I was just looking at the Pentium Pros and the Alphas again. Why, if the Alpha's are the "daddies", how can the Pentium Pro's also be the "daddies". If you are comparing them, and making the point that they are about the same size but that the Alpha's have a gold cap and lid, insinuating that they are double gold caps and the Pentium Pro is not, why are you asking 50 Pounds more for the Pentium Pros? You make it seem that the Alpha's, mil-spec, double gold cap, are worth more, yet you are selling them for less. This leads me to believe you more or less know the real value of each.
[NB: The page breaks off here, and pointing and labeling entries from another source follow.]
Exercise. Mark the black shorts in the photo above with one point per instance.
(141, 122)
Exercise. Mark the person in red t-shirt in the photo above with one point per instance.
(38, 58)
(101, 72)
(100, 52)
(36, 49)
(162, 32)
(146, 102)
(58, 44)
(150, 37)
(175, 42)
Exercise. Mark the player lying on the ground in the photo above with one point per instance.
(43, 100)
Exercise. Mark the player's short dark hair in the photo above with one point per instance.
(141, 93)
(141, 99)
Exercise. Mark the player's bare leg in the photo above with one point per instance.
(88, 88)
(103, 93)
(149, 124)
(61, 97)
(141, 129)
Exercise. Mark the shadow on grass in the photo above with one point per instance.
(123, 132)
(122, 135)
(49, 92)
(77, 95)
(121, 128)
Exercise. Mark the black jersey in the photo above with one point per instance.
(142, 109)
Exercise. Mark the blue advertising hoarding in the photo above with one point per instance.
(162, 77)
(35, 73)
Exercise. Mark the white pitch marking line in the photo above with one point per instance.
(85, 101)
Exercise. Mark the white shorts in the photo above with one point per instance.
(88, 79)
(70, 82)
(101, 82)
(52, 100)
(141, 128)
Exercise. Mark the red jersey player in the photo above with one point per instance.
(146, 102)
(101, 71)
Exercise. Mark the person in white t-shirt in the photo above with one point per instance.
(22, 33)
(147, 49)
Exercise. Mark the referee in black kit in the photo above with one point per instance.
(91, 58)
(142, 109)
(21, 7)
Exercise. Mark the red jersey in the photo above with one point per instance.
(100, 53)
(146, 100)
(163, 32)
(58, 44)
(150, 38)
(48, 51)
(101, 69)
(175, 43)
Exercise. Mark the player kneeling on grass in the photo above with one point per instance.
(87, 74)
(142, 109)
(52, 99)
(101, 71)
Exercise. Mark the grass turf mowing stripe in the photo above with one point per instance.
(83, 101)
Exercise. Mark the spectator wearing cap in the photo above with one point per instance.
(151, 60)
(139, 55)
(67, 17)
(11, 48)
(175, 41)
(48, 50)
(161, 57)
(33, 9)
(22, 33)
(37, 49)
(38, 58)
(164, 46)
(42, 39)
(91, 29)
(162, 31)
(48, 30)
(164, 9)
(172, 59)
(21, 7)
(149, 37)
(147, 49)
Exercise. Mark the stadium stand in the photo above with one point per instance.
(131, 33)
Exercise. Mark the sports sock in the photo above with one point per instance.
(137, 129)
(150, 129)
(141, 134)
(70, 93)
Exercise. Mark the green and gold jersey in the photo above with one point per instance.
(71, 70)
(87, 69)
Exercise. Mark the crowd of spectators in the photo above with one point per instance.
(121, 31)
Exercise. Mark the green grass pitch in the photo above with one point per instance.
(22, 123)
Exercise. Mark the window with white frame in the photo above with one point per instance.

Sorry to everyone else, I just hate people that use dirty sales tactics instead of just simply being honest and marketing to the right customers, in this case, people who collect CPU's.


Scott


----------



## joem (May 6, 2012)

stevem4323 said:


> http://www.ebay.co.uk/itm/10-x-ALPHA-MILITARY-SPEC-CERAMIC-CPU-GOLD-PRECIOUS-METAL-RECOVERY-DEC-SAMSUNG-/320897985195?pt=UK_Computing_CPUs_Processors&hash=item4ab702aaab
> just seen these on ebay and only a mile up the road from me



Talk to this person.
This is how I found a board seller here in the city.
It worked out well for me and they were glad not to have to pack and ship.


----------



## Palladium (May 6, 2012)

I have a gentleman on ebay that buys all my collectable chips. He's from Australia and a collector as well as an authority on all kinds of chips. If anyone has any for sale you might try contacting him. He's like the walking Kelly Blue book of chips.

http://myworld.ebay.com/stub_63


----------